Package 'lmhelprs'

Title: Helper Functions for Linear Model Analysis
Description: A collection of helper functions for multiple regression models fitted by lm(). Most of them are simple functions for simple tasks which can be done with coding, but may not be easy for occasional users of R. Most of the tasks addressed are those sometimes needed when using the 'manymome' package (Cheung and Cheung, 2023, <doi:10.3758/s13428-023-02224-z>) and 'stdmod' package (Cheung, Cheung, Lau, Hui, and Vong, 2022, <doi:10.1037/hea0001188>). However, they can also be used in other scenarios.
Authors: Shu Fai Cheung [aut, cre]
Maintainer: Shu Fai Cheung <[email protected]>
License: GPL (>= 3)
Version: 0.4.0
Built: 2024-11-14 05:30:41 UTC
Source: https://github.com/sfcheung/lmhelprs

Help Index


Sample Data: For Testing

Description

A eight-variable dataset with 100 cases.

Usage

data_test1

Format

A data frame with 100 rows and 8 variables:

x1

Predictor. Numeric.

x2

Predictor. Numeric.

x3

Predictor. Numeric.

x4

Predictor. Numeric.

x5

Predictor. Numeric.

y

Outcome. Numeric.

cat1

Predictor. String. Values: "Alpha", "Beta", "Gamma"

cat2

Predictor. String. Values: "North", "South", "East", "West"

Examples

data(data_test1)
lm(y ~ x1 + cat2 + cat1 + cat2:cat1, data_test1)

Check Models Hierarchy

Description

Check a list of 'lm' objects to see whether they are be ordered in a way for doing hierarchical regression analysis.

Usage

hierarchical(...)

Arguments

...

The outputs of lm(), that is, one or more lm-class objects. The outputs of other model fitting functions may also be used, but should be used with cautions. Please refer to the "How it works" section in "Details."

Details

Two models can be compared by hierarchical regression analysis if one model can be formed by adding one or more terms to the other model.

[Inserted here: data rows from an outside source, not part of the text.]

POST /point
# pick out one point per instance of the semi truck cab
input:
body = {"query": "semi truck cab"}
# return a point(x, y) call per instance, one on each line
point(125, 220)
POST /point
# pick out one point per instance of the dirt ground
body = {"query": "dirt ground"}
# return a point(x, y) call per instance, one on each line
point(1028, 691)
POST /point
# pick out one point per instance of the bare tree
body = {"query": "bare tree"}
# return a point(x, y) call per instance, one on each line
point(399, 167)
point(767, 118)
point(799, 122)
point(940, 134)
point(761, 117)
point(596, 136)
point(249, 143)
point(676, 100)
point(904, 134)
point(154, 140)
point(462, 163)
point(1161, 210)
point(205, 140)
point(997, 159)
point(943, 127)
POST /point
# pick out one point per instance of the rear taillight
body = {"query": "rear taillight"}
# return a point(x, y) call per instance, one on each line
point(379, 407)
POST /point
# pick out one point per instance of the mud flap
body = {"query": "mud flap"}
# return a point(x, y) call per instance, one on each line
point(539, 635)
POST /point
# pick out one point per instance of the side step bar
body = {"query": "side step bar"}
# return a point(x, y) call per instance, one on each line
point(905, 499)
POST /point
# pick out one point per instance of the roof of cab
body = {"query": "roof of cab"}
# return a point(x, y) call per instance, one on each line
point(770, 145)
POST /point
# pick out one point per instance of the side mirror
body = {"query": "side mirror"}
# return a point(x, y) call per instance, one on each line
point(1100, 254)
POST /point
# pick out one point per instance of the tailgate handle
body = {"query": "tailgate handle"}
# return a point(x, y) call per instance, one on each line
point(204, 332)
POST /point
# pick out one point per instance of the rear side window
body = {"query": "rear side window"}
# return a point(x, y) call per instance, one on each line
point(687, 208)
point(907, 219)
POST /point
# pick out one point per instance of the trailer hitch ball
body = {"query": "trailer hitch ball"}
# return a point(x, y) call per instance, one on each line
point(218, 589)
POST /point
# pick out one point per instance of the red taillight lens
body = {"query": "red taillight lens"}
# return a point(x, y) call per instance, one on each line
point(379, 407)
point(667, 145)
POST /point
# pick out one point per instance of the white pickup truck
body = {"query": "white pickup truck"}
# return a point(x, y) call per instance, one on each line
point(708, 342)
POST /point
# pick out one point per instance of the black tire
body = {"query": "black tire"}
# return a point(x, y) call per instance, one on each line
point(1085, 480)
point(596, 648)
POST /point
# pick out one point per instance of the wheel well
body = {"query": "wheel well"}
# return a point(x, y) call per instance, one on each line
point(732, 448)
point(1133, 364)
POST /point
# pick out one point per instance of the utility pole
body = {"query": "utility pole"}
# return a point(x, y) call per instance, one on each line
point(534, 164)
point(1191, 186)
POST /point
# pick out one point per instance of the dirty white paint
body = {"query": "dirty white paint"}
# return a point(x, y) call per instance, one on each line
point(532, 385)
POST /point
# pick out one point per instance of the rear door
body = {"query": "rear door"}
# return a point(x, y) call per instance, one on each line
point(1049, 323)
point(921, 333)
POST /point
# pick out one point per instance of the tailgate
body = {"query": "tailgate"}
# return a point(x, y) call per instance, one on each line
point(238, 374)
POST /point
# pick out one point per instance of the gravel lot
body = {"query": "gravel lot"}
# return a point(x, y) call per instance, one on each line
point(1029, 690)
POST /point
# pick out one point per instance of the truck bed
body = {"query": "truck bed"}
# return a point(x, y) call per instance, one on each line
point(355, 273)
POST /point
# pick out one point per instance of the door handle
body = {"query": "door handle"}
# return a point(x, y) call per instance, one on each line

This function checks whether a list of lm outputs can be ordered from the simplest model to the most complex model, with a more complex model formed by adding one or more terms to a simpler model.

How it works

It extracts the terms in each model by stats::terms() and then extracts the labels of the terms by labels(). The labels are then used to determine the hierarchical order.

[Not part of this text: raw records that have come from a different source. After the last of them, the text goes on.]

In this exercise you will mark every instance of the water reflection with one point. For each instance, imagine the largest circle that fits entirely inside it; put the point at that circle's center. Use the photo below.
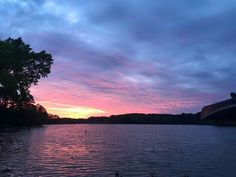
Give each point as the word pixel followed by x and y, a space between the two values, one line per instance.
pixel 134 150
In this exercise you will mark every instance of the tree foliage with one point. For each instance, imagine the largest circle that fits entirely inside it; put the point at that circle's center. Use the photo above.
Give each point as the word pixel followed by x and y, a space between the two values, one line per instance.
pixel 20 68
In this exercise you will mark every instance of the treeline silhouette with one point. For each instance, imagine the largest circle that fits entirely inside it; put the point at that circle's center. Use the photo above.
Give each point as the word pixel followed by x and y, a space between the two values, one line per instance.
pixel 20 68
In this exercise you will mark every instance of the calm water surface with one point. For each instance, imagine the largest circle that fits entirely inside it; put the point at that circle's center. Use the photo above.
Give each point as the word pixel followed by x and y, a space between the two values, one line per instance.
pixel 134 150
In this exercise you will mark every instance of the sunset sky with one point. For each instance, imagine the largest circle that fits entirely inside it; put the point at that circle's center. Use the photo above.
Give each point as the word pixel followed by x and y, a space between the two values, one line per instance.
pixel 126 56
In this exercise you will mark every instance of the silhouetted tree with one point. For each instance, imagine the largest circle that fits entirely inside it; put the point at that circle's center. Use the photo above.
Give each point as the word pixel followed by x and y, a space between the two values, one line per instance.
pixel 20 67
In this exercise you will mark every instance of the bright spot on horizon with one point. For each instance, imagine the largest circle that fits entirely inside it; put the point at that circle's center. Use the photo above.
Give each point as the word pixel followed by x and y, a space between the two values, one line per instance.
pixel 71 111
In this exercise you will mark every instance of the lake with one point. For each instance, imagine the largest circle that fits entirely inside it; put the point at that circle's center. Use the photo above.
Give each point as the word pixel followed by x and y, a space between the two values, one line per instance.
pixel 133 150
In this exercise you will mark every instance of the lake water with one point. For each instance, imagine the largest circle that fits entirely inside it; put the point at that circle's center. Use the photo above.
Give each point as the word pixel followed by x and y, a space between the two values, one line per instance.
pixel 133 150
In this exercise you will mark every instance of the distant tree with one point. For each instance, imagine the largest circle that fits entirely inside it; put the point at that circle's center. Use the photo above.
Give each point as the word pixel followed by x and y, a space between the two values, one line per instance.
pixel 20 67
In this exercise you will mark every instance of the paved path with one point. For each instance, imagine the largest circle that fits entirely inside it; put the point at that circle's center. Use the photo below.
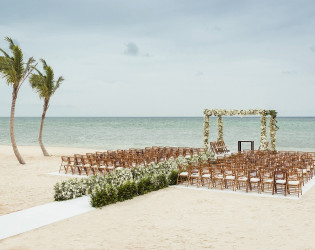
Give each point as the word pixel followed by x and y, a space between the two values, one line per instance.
pixel 35 217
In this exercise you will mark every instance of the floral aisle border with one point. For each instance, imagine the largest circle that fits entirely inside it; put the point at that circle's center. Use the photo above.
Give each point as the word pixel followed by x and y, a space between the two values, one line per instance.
pixel 263 124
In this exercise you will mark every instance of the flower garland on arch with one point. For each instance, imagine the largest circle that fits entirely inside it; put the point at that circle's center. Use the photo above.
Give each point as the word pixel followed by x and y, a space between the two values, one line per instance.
pixel 263 124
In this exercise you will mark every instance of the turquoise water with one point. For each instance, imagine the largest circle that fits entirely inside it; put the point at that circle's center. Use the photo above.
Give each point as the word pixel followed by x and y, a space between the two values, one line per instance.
pixel 295 133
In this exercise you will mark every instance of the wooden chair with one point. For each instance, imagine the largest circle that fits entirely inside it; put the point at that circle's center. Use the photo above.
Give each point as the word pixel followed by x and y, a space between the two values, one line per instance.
pixel 242 179
pixel 229 178
pixel 206 175
pixel 217 177
pixel 194 172
pixel 183 175
pixel 78 163
pixel 267 180
pixel 64 163
pixel 294 182
pixel 280 181
pixel 254 179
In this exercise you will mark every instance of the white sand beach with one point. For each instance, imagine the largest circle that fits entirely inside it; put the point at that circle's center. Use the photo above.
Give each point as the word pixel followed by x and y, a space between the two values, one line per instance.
pixel 171 218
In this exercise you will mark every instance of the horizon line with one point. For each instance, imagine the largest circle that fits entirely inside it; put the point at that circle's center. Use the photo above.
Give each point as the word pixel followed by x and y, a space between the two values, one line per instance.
pixel 236 116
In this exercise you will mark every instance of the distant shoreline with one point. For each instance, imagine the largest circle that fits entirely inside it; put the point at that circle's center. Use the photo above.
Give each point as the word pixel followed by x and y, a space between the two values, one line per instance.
pixel 151 117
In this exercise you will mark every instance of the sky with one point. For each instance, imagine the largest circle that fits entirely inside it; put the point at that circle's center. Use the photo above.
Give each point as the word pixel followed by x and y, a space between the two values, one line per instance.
pixel 165 58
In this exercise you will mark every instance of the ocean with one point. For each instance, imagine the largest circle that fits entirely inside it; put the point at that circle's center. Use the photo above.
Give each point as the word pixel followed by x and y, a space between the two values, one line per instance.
pixel 103 133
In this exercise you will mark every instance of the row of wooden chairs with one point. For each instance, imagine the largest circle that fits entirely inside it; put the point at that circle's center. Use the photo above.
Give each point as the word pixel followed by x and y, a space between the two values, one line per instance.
pixel 219 147
pixel 107 161
pixel 261 171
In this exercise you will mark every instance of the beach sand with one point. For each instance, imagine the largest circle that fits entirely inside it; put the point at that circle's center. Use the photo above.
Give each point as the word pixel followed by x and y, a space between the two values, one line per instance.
pixel 171 218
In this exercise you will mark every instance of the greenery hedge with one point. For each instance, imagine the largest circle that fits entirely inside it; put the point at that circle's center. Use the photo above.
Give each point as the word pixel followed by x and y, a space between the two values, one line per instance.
pixel 108 194
pixel 124 184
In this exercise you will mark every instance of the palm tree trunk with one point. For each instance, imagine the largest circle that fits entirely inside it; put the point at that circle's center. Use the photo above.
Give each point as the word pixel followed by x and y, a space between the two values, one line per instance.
pixel 41 128
pixel 15 149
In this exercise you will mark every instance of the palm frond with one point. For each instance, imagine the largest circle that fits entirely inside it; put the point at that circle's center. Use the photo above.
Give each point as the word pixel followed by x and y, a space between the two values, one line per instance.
pixel 44 83
pixel 11 43
pixel 29 66
pixel 18 64
pixel 58 83
pixel 44 63
pixel 5 53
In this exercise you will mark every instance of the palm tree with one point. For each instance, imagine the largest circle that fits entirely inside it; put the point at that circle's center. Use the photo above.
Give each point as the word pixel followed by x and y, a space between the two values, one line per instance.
pixel 45 86
pixel 15 71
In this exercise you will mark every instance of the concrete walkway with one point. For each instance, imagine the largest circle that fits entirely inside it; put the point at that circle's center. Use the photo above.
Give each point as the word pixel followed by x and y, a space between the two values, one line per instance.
pixel 35 217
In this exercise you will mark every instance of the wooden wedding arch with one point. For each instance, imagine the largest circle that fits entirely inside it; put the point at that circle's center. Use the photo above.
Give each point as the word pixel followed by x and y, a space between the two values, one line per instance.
pixel 263 124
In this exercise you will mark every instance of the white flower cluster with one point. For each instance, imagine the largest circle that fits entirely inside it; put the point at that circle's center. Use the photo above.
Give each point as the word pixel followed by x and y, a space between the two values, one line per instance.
pixel 224 112
pixel 75 187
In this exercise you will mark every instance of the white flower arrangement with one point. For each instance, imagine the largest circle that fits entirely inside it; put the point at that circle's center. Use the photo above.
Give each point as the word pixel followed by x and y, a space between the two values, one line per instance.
pixel 263 127
pixel 75 187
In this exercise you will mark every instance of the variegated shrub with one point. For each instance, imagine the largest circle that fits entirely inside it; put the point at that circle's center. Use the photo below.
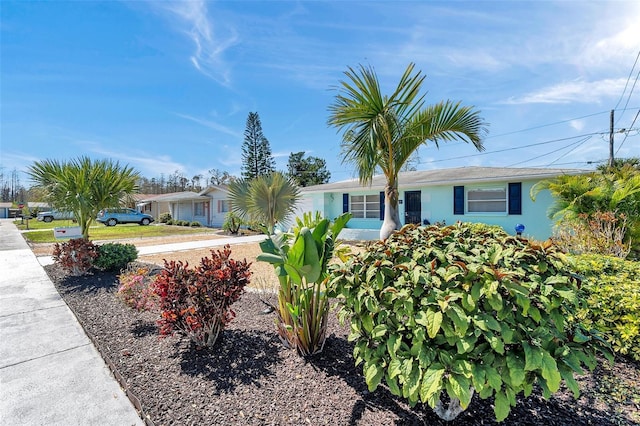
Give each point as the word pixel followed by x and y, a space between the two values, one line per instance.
pixel 462 310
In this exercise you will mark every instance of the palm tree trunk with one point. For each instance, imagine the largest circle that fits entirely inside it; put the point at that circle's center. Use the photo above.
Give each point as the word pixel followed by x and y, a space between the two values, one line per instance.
pixel 391 221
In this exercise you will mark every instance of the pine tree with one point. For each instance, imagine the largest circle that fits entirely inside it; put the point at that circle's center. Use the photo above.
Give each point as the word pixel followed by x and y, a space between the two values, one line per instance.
pixel 307 171
pixel 256 152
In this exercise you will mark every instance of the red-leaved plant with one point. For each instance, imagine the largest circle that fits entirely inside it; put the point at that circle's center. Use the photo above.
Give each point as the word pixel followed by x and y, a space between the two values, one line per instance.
pixel 197 301
pixel 75 256
pixel 136 288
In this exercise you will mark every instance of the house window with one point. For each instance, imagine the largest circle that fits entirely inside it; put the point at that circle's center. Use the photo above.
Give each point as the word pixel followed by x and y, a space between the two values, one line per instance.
pixel 487 200
pixel 223 206
pixel 365 206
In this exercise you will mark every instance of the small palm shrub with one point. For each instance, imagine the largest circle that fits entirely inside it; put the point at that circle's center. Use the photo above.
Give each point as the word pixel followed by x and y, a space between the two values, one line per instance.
pixel 612 290
pixel 301 261
pixel 600 232
pixel 232 223
pixel 136 288
pixel 197 301
pixel 115 256
pixel 458 310
pixel 75 256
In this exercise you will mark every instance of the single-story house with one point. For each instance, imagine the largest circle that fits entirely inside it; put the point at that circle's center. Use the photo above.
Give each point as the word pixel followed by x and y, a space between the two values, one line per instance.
pixel 491 195
pixel 150 204
pixel 219 204
pixel 186 205
pixel 4 210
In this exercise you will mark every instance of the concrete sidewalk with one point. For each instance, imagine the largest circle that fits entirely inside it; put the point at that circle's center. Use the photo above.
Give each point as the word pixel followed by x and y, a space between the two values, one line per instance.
pixel 50 373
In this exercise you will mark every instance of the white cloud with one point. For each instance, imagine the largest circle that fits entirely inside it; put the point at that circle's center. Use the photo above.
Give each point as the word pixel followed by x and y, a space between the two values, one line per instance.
pixel 573 91
pixel 212 125
pixel 210 47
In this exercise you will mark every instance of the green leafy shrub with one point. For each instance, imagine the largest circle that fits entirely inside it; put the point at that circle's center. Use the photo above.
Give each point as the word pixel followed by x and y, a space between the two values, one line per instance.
pixel 136 288
pixel 302 270
pixel 197 301
pixel 232 223
pixel 612 290
pixel 75 256
pixel 115 256
pixel 459 311
pixel 165 217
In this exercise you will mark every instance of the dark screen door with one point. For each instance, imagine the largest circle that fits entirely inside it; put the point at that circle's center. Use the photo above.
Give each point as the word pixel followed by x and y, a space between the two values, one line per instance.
pixel 412 207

Therefore, in principle, this function can be used for the outputs of other model fitting functions as long as their outputs support the stats::terms() and the labels can be used to determine hierarchical order of two models.

Value

If the models can be ordered in a hierarchical way, the output is a list of the original lm outputs, sorted from the model with the smallest number of terms to the model with the largest number of terms. If the models cannot be ordered this way, NA is returned.

Author(s)

Shu Fai Cheung https://orcid.org/0000-0002-9871-9448

See Also

stats::lm()

Examples

dat <- data_test1
lm1 <- lm(y ~ x1 + x2, dat)
lm2 <- lm(y ~ x1 + x2 + x3 + x4, dat)
lm3 <- lm(y ~ x1 + cat1 + cat2 + x2 + x3 + x4, dat)
lm4 <- lm(y ~ x1 + x2*x3 + x4, dat)

# The order of entry does not matter
hierarchical(lm1, lm4, lm2)

# The following three models yield NA
hierarchical(lm3, lm4, lm2)

Hierarchical Regression Analysis

Description

Do hierarchical regression analysis on two or more models fitted by 'lm()'.

Usage

hierarchical_lm(...)

Arguments

...

The outputs of lm(), that is, one or more lm-class objects. The outputs of other model fitting functions may also be used, but should be used with cautions. Please refer to the "How it works" section in "Details."

Details

It conducted hierarchical regression analysis on two or more models fitted by stats::lm(). The models must be able to be ordered from the simplest to the most complex, with each more complex model formed by adding one or more terms to the simpler model.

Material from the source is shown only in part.